Giving the boy a bad review

William Brett

THE INFORMERS by Juan Gabriel Vásquez Bloomsbury, £16.99, pp. 338, ISBN 9780747592570 ✆ £13.59 (plus £2.45 p&p) 0870 429 6655 Do we carry the sins of our fathers? This sentiment may seem archaic — reminiscent, for instance, of the revenge cycles that play out in Greek tragedy. But in the Colombia of Juan Gabriel Vásquez’s The Informers, the notion of generational retribution is all too contemporary. In cultures riven by catastrophe and personal loss, where revenge and despair are rife, it seems natural for people to bear responsibility for their predecessors’ actions. Look at post-war Germans, who for decades (and still now, some might say) carried the shame of their Nazi past.

Colombia certainly qualifies as a country riven by catastrophe. Its post-war politics have been consistently unstable, and ‘narco-guerrillas’, powerful militants grown fat on drug money, are still waging a form of civil war with an increasingly heavy-handed state. The Informers looks at Colombia’s less familiar wartime history, in which many Colombian Germans, accused by the US (rightly or wrongly) of harbouring Nazi sympathies, were ‘blacklisted’, and as a result suffered what Vásquez calls ‘a sort of civil death’. The novel centres on a father-son relationship, in which the father (professor of rhetoric, honoured citizen) publishes a damning review of a book by his son (inquisitive journalist) about the life of a German family friend during the war. In fact, the father had been hiding a shameful secret about his own wartime conduct, and was worried that his son’s book would expose him. Eventually, the son pieces together the events of the past, but the implications of these events become a cross too heavy to bear.

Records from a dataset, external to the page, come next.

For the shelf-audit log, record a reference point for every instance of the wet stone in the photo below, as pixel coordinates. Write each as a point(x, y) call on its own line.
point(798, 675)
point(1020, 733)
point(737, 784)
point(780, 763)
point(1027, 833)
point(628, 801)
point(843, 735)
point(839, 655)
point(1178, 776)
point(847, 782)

It’s not just the war that weighs heavy on the hearts of the characters in this novel — more recent troubles play their part in forcing painful historical events into the realm of the everyday. One character, the father’s lover, is traumatised by the memory of her family being wiped out by a bomb in Bogotá in the Eighties. For Colombians, the continuity of violence forces the past to intrude constantly on the present. Under these conditions, the idea that ‘one pays for what one’s ancestors have done’ doesn’t seem so archaic. This isn’t Greek tragedy; this is modern tragedy.

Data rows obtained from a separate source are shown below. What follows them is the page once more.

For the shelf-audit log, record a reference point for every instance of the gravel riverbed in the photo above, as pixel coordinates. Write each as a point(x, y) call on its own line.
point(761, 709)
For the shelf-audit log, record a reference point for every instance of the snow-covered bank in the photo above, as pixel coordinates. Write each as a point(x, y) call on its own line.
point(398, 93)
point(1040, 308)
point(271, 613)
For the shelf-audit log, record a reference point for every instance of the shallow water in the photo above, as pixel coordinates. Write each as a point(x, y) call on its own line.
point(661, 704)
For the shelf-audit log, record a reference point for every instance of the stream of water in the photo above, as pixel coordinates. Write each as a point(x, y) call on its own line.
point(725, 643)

At times the novel reads like an existential text. Its concern with the tension between word and deed (the father’s interest in rhetoric is reflected in the novel’s obsession with the spoken word) eventually explodes into a realisation that word is deed. The informers of the title do a great deal just by speaking; the son’s persistent verbal enquiries, and the words that he extracts from his sources, have the power to change lives utterly. The reality of cause and effect — the fact that by speaking or doing, we prove our existence — forms a consolatory philosophical centre to an otherwise bleak narrative.

Vásquez handles this electric material efficiently and with some panache. Colombian writers must inevitably work in the shadow of the master, Gabriel Garcia Marquez. But with this thrilling effort, Vásquez goes some way towards taking up the torch.